Whiteboard: [e10s only?]
I understand 0x5a5a5a6e is free memory read...
Group: core-security
Mason, is this something you could look at?  It looks like you've written some patches recently in CompositorParent.
Flags: needinfo?(mchang)
Summary: Intermittenttest_bug346659.html | application crashed [@ std::_Rb_tree<unsigned long, std::pair<unsigned long const, mozilla::layers::CompositorParent::LayerTreeState>, std::_Select1st<std::pair<unsigned long const, mozilla::layers::CompositorParent::Laye → Intermittent test_bug346659.html | application crashed [@ std::_Rb_tree<unsigned long, std::pair<unsigned long const, mozilla::layers::CompositorParent::LayerTreeState>, std::_Select1st<std::pair<unsigned long const, mozilla::layers::CompositorParent::Lay
Flags: needinfo?(mchang)
Attached file Full Stack Trace
Hi Kats, does this look familiar to you? Do you know if any of the event handling code landed ~December 3? Thanks!
Flags: needinfo?(bugmail.mozilla)
After chatting with :mccr8, it'd be really helpful to see if this issue is still occurring. A couple of options would be to clone this to a public bug to see if it happens or (b) unhide this bug. Andrew said we can decide after a reply to comment 7.
Yeah, it happened 3 times on 12-3, then didn't happen for 2 days before the bug was hidden, which kind of sounds to me like some patch landed that caused this, then it got backed out.
From the stack it's not obvious to me why this would happen. sIndirectLayerTrees is a static std::map so calling find() on it should pretty much always work. The only case I can think of this might fail is if code accesses sIndirectLayerTrees from multiple threads concurrently. It's meant to be used only on the main thread so it's possible something landed to use it on the compositor thread and then got backed out.

If this crash is still happening I can investigate more.
Flags: needinfo?(bugmail.mozilla)
Blocks: 1110275
Carsten have you seen this bug present itself lately (re: comment 11).
Flags: needinfo?(cbook)
Bug 1110275 hasn't picked up any stars since it was filed and a quick search for "std::_Rb_tree" only turns up this bug and that one, so I'm going to say no.

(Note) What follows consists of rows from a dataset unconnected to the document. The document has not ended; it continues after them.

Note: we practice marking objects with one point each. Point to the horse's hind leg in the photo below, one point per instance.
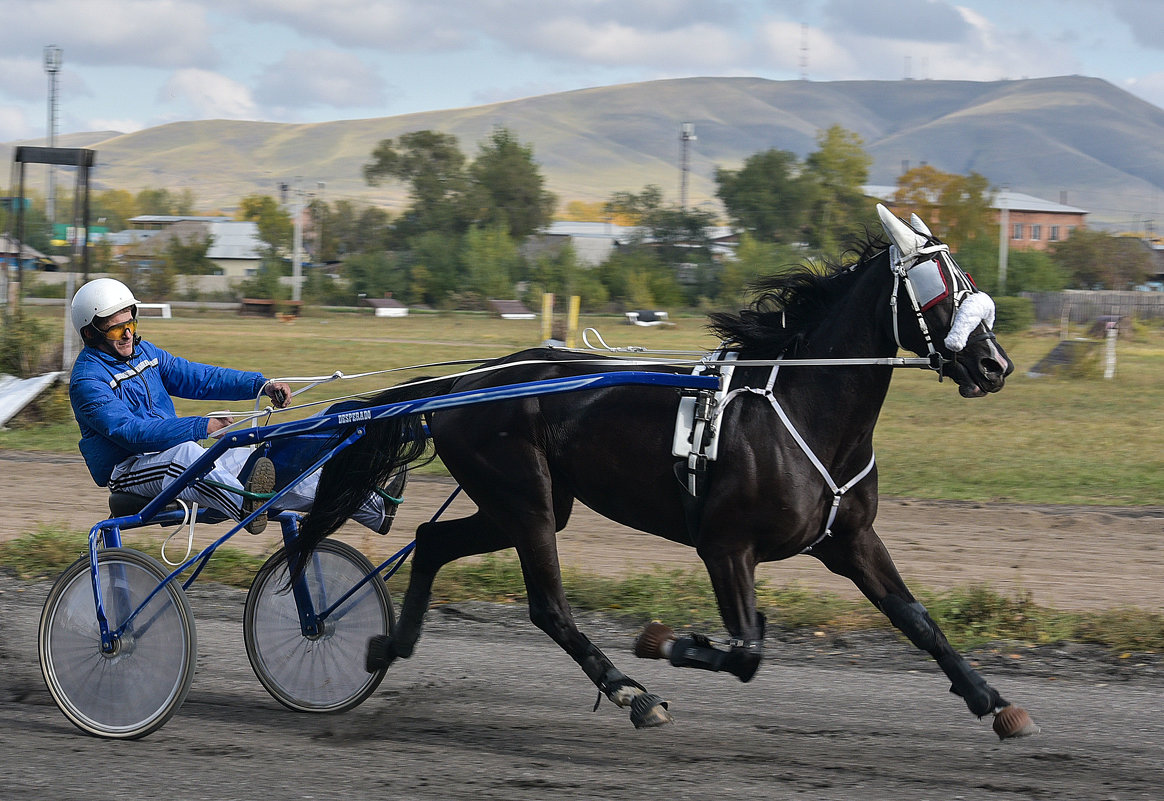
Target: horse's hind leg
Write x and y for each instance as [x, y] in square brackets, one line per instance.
[551, 611]
[438, 544]
[864, 559]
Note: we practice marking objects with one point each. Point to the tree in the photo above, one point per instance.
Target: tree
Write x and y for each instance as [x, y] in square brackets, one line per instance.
[839, 168]
[275, 225]
[115, 206]
[435, 268]
[957, 207]
[491, 261]
[164, 203]
[433, 167]
[753, 259]
[1098, 260]
[768, 197]
[509, 188]
[189, 257]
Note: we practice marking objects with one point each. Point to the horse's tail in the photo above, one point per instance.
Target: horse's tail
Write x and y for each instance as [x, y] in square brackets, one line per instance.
[347, 477]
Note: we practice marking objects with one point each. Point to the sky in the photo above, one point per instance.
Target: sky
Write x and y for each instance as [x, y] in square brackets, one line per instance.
[133, 64]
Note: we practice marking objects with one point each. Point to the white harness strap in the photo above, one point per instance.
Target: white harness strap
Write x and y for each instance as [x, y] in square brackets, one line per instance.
[838, 491]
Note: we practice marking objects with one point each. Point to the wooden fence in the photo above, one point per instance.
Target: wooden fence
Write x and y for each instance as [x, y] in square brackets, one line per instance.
[1085, 306]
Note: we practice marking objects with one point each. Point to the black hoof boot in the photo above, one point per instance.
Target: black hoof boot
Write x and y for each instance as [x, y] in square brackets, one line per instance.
[650, 710]
[380, 653]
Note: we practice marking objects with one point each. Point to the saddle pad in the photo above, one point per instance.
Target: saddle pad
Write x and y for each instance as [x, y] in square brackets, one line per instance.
[685, 418]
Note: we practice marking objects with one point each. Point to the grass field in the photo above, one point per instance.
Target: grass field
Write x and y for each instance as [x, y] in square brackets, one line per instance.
[1080, 440]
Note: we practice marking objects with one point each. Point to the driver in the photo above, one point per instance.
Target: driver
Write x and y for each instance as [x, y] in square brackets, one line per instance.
[133, 439]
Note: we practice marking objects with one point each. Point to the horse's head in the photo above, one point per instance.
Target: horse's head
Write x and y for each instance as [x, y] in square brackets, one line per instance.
[938, 312]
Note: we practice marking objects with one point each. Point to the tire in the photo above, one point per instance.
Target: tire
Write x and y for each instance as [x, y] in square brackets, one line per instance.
[132, 692]
[321, 673]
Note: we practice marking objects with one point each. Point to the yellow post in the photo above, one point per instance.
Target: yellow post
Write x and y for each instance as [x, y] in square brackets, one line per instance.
[547, 316]
[572, 320]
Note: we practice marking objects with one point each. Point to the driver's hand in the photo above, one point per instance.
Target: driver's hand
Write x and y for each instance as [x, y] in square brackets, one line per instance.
[218, 422]
[279, 392]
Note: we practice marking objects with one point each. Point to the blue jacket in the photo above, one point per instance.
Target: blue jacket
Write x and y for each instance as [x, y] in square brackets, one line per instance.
[125, 408]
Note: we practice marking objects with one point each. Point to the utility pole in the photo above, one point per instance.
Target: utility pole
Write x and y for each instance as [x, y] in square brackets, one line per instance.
[297, 255]
[686, 136]
[51, 66]
[1003, 239]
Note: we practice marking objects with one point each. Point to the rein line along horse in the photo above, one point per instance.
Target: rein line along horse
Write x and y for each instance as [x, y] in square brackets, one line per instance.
[768, 494]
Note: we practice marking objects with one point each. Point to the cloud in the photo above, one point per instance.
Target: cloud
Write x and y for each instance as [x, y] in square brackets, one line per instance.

BTW, bug 1069937 appears to be a dupe as well?
Flags: needinfo?(cbook)
Since this doesn't seem to be an issue anymore, can we resolve this?
Flags: needinfo?(continuation)
Sounds like a plan.
Status: NEW → RESOLVED
Closed: 10 years ago
Flags: needinfo?(continuation)
Resolution: --- → WORKSFORME
Status: RESOLVED → REOPENED
Resolution: WORKSFORME → ---
sIndirectLayerTree accesses don't appear to be thread-safe: https://treeherder.mozilla.org/#/jobs?repo=try&revision=e8cb0663d54d
(In reply to Kartikaya Gupta (email:kats@mozilla.com) from comment #17)
> sIndirectLayerTree accesses don't appear to be thread-safe:
> https://treeherder.mozilla.org/#/jobs?repo=try&revision=e8cb0663d54d

Is that something you could look into fixing?  Thanks.
Flags: needinfo?(bugmail.mozilla)
Yeah i can take this.
Assignee: nobody → bugmail.mozilla
Flags: needinfo?(bugmail.mozilla)
I just also want to note that I'm assuming the unsynchronized access to this variable is the problem. It might be something else in which case this patch may not fix it. Until we have reliable STR it'll be hard to tell one way or the other.
Update patch that actually works [1]. It took me a few attempts to get here and I'm not totally happy with the patch. I want to think about how to do this better, but requesting feedback for suggestions.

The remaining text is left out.